Banking on Climate Chaos svela che le maggiori banche italiane, Unicredit e Intesa Sanpaolo, non si sono ancora svincolate dalle fonti fossili

A guardare i comunicati stampa e gli eventi di settore, sembra che il net zero – l’azzeramento delle emissioni nette di gas a effetto serra – sia una missione trasversale, condivisa da tutte le big della finanza. Comprese le italiane. Unicredit e Intesa Sanpaolo, infatti, hanno promesso a più riprese di svincolarsi dai combustibili fossili, principali responsabili del riscaldamento globale. Ma è davvero così? Anche quest’anno, il report Banking on Climate Chaos svela i numeri. Spiegando che, nei portafogli delle due banche, carbonepetrolio e gas sono ancora presenti, eccome. Per la precisione, nel 2022 i finanziamenti alle fossili sfiorano i 9 miliardi di dollari. Dalla firma dell’Accordo di Parigi, arrivano a un totale di 63,8 miliardi.

Cosa emerge dal rapporto Banking on Climate Chaos

Il report Banking on Climate Chaos è redatto da Rainforest Action Network, BankTrack, Indigenous Environmental Network, Oil Change International, Reclaim Finance, Sierra Club e Urgewald. Ogni anno fa il punto sui finanziamenti ai combustibili fossili erogati dalle 60 più grandi banche globali. Nel 2022 il volume è di 673 miliardi di dollari, arrivando a un clamoroso totale di 5.500 miliardi di dollari dal 2016 in poi.

                                                      

La – parziale – buona notizia è che le banche europee non sono le peggiori. A dominare la classifica di quest’anno infatti sono una canadese, una statunitense e una giapponese. Royal Bank of Canada è al primo posto con 42,1 miliardi di dollari; segue JP Morgan Chase, con 39 miliardi nel 2022 e uno stratosferico totale di 434 miliardi in sette anni; chiude il (poco invidiabile) podio Mitsubishi UFJ Financial Group con 29,5 miliardi. La brutta notizia sta nel fatto che, comunque li si guardi, questi soldi sono troppi. Tanto più perché arrivano anche da banche che, almeno a parole, si erano impegnate per la decarbonizzazione.

Da Unicredit e Intesa Sanpaolo quasi 9 miliardi di dollari di finanziamenti alle fossili

Le uniche due italiane in classifica sono, come ricordato, Unicredit e Intesa Sanpaolo. La prima nel 2022 ha erogato 5,7 miliardi di dollari di finanziamenti a 3.200 società attive nel comparto dei combustibili fossili (l’anno scorso quelle monitorate erano 2.700, motivo per cui i ricercatori hanno dovuto aggiornare i dataset storici). Una cifra in netta crescita rispetto ai 4,8 miliardi dell’anno precedente. Aggiungendo anche quelli stanziati tra il 2016 e il 2021, si arriva a un totale di 42,8 miliardi. Più contenuti i volumi di Intesa Sanpaolo: 3,2 miliardi di dollari nel 2022, circa 21 dal 2016 in poi.
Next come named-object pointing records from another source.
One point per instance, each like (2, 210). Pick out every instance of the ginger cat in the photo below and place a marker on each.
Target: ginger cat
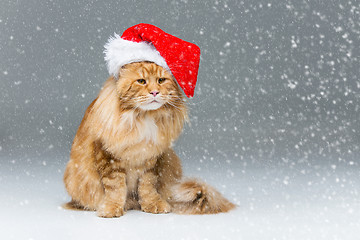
(121, 157)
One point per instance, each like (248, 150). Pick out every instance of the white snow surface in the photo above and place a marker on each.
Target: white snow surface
(273, 203)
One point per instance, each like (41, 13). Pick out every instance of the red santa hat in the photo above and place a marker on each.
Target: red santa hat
(146, 42)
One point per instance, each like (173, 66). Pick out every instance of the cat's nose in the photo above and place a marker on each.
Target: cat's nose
(154, 93)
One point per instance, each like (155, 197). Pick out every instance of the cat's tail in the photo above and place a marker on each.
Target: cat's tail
(192, 196)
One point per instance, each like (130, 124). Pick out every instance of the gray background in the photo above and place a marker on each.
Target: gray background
(274, 121)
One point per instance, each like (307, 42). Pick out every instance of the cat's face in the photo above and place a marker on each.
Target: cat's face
(147, 86)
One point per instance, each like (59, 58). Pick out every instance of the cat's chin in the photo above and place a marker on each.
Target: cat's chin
(150, 106)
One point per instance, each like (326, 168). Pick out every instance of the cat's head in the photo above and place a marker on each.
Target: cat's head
(146, 86)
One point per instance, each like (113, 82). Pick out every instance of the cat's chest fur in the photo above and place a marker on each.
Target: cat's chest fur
(134, 141)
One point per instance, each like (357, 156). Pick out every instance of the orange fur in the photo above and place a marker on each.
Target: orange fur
(121, 157)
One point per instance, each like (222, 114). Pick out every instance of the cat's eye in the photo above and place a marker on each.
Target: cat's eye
(141, 81)
(161, 80)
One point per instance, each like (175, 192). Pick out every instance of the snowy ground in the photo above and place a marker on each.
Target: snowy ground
(278, 203)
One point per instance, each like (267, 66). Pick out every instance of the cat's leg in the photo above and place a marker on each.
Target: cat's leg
(113, 180)
(149, 199)
(113, 203)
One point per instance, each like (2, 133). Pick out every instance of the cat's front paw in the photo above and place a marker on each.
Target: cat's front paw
(110, 211)
(158, 206)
Sommando i due istituti, dunque, si arriva 8,9 miliardi di dollari nel 2022, 63,8 miliardi in sette anni. Sarebbero sufficienti per coprire quasi per intero gli investimenti per la transizione ecologica previsti dal Piano Nazionale di Ripresa e Resilienza (PNRR). Questi ultimi infatti ammontano a 59,46 miliardi di euro, cioè 64,9 miliardi di dollari.

Per giunta, queste cifre sono parziali. «Quest’analisi, che è la più accreditata a livello internazionale, prende in considerazione soltanto i finanziamenti, cioè prestiti e sottoscrizioni», spiega a Valori Daniela Finamore, campaigner finanza e clima dell’associazione italiana ReCommon. «Intesa Sanpaolo è essenzialmente una banca di investimenti: la sua esposizione finanziaria reale dunque è molto più grande».

Tutti i dati su Unicredit e Intesa Sanpaolo

Andando a scandagliare i dati più da vicino si scopre che, sui 5,7 miliardi di dollari erogati da Unicredit nel 2022, 633 milioni sono andati alle cento più grandi aziende del settore e 440 alle trenta principali imprese che estraggono gas e petrolio offshore (queste ultime hanno ricevuto 4,4 miliardi in sette anni).

Di passi avanti, fortunatamente, ce ne sono però stati. Lo scorso anno infatti non risultano finanziamenti a sabbie bituminose, fracking né trivellazioni nell’Artico (alle quali Unicredit ha erogato però ben 2,5 miliardi dal 2016 in poi). Insieme alle francesi La Banque Postale e Crédit Mutuel, è anche una delle tre banche che escludono le aziende impegnate in piani di sviluppo di miniere, centrali e infrastrutture legate al carbone. Tre su 60.

Intesa Sanpaolo, invece, continua a sostenere le trenta maggiori imprese intente a trivellare l’Artico, seppure con una somma in visibile calo: 11 milioni di dollari nel 2022, per un totale che supera il miliardo dal 2016 in poi. Limitati, ma ancora presenti, i finanziamenti a sabbie bituminose (8 milioni) ed estrazione di idrocarburi in Amazzonia (6 milioni), sebbene su quest’ultima attività la banca abbia siglato una policy di esclusione (solo BNP Paribas, Société Générale e Standard Chartered hanno fatto lo stesso). Il grosso dei 3,2 miliardi di dollari del 2022 è diviso tra trivellazioni offshore (1,14 miliardi) e le cento maggiori società fossili (1,8 miliardi).

Il business del gas naturale liquefatto (GNL)

Merita un capitolo a parte il gas naturale liquefatto (GNL). Perché, quando la Russia ha invaso l’Ucraina scatenando una crisi energetica di portata planetaria, industrie, governi e istituti finanziari si sono gettati a capofitto in questo business. Il risultato? Oggi nel mondo ci sono circa 170 terminali di liquefazione e rigassificazione. Almeno altrettanti sono in fase di approvazione. Pur essendo stata spacciata per una questione di sicurezza energetica, questa è una scelta miope e pericolosa, sia per il clima sia in termini prettamente finanziari. Il rischio (concreto) è di trovarsi alle prese con troppe strutture sostanzialmente inutili, rese antieconomiche dalle frequenti oscillazioni dei prezzi.

 

Anche in questo caso, le banche italiane non si sono tirate indietro. «Fra il 2016 e il 2022, Intesa Sanpaolo ha concesso finanziamenti per 3 miliardi di dollari alle prime 20 società coinvolte nell’espansione del settore del GNL, nonché 890 milioni di investimenti al 1 gennaio 2023», sottolinea Daniela Finamore. «Intesa ha erogato 2,1 miliardi di dollari a quelle società che gestiscono e continuano a espandere l’industria del gas liquefatto nel Golfo del Messico, regione già martoriata da eventi climatici estremi, dalla concentrazione di impianti industriali e ora sacrificata sull’altare del GNL per i mercati asiatico ed europeo».